In response to The Daily Post’s writing prompt: “Bedtime Stories.”What was your favorite book as a child? Did it influence the person you are now?
When I think of my young literary life, two books stand out. Did they influence me to be who I am or was I drawn to them because of who I am?
The first was The Velveteen Rabbit. If you are unfamiliar with this book, it’s about a stuffed rabbit who is loved by a little boy. He has become threadbare and has a button eye where his eye fell off. He is looked down on by the fancy toys that have springs and gears. There is another toy in the boy’s room, the skin horse, that one day tells the velveteen rabbit about becoming real:
‘You become. It takes a long time. That’s why it doesn’t happen often to people who break easily, or have sharp edges, or who have to be carefully kept. Generally, by the time you are Real, most of your hair has been loved off, and your eyes drop out and you get loose in the joints and very shabby. But these things don’t matter at all, because once you are Real you can’t be ugly, except to people who don’t understand.” Margery Williams
I held onto this quote, put it in my quote book. Even as a young child I could see the true meaning of the words, about being an authentic person and accepting the things in your life that make you who you are.

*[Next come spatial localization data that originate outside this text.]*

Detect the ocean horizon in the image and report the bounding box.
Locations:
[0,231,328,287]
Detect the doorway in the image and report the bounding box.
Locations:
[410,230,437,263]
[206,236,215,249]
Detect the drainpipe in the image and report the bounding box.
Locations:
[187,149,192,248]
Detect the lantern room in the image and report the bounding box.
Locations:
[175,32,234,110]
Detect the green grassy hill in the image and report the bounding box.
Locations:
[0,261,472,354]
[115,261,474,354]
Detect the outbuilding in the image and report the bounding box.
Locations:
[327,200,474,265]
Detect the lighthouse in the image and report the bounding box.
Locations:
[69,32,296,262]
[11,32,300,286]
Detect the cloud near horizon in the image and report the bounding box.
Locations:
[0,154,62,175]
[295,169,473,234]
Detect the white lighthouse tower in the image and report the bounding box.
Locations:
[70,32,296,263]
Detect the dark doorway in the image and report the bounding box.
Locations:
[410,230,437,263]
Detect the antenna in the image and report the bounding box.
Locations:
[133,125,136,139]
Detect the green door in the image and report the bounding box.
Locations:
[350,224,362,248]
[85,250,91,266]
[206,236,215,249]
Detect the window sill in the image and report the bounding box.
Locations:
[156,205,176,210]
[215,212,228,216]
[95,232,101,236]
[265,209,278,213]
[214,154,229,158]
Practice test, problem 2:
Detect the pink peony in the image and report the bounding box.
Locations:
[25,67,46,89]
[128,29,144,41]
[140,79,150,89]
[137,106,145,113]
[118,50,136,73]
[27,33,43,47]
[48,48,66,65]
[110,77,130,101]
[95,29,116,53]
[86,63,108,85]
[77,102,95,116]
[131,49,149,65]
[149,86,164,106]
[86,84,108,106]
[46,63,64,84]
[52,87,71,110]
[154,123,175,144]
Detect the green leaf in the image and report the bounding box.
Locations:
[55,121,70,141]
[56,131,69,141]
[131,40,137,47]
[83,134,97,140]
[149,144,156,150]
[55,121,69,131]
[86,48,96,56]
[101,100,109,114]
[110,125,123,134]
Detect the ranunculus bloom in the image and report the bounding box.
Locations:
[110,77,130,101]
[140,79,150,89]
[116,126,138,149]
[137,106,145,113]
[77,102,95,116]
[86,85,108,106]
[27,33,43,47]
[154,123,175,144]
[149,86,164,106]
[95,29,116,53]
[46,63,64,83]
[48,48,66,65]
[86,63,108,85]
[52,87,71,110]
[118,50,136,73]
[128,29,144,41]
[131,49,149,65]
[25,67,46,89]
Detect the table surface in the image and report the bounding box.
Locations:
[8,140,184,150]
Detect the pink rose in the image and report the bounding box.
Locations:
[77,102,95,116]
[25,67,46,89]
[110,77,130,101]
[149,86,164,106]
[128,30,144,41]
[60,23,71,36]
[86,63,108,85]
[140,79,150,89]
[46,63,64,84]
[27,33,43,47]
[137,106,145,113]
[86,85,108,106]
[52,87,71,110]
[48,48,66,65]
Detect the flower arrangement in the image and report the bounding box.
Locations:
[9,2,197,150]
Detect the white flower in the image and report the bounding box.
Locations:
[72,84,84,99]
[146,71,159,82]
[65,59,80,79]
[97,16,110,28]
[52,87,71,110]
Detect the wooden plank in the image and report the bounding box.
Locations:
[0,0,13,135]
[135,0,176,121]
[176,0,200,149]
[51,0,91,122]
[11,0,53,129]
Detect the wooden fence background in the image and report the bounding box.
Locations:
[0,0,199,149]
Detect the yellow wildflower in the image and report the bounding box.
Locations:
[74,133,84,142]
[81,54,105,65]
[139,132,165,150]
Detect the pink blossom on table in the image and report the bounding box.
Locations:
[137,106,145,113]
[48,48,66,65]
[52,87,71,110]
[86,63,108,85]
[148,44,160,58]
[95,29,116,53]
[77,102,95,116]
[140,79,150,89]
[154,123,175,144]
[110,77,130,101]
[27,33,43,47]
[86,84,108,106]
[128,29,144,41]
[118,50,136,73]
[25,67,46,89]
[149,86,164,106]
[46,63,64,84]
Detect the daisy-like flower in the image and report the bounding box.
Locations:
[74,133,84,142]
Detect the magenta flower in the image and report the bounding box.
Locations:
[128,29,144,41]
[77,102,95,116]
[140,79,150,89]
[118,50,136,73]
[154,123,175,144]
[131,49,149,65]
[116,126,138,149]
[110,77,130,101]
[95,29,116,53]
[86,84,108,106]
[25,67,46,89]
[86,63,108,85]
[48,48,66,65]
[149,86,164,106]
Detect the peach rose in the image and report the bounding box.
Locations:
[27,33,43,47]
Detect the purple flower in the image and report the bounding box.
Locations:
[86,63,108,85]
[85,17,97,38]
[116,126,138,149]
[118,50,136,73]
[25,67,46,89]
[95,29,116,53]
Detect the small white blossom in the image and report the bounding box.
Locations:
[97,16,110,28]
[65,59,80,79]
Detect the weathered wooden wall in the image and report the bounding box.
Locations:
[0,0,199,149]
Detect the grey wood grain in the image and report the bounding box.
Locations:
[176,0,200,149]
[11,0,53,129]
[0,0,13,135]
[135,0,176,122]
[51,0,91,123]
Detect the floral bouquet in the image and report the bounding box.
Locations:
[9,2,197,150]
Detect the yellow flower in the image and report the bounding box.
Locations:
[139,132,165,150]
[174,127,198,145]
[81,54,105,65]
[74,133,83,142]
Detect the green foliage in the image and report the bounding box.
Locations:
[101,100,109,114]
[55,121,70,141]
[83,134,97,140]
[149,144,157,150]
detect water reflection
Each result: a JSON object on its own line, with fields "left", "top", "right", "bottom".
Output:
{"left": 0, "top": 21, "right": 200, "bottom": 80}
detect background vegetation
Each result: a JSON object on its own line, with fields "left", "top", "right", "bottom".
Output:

The other book I loved, dog-eared loved, was The Lorax, by Dr. Seuss. I have always loved nature, and the idea that someone could carelessly and thoughtlessly destroy my world was disturbing to me. I hung onto the words at the end of the book
Well, I was going to be that someone.
I am not a conspicuous consumer. I carry my own water bottle. I recycle and compost. I enjoy nature and leave it as I found it. If you follow my blog, you will see an environmental activism thread running through it. But before you dismiss me as a radical, let me tell you that I’m not going off the grid or giving up my car. But given a choice, I will choose conservation and stewardship of the earth. And you can thank Dr. Seuss.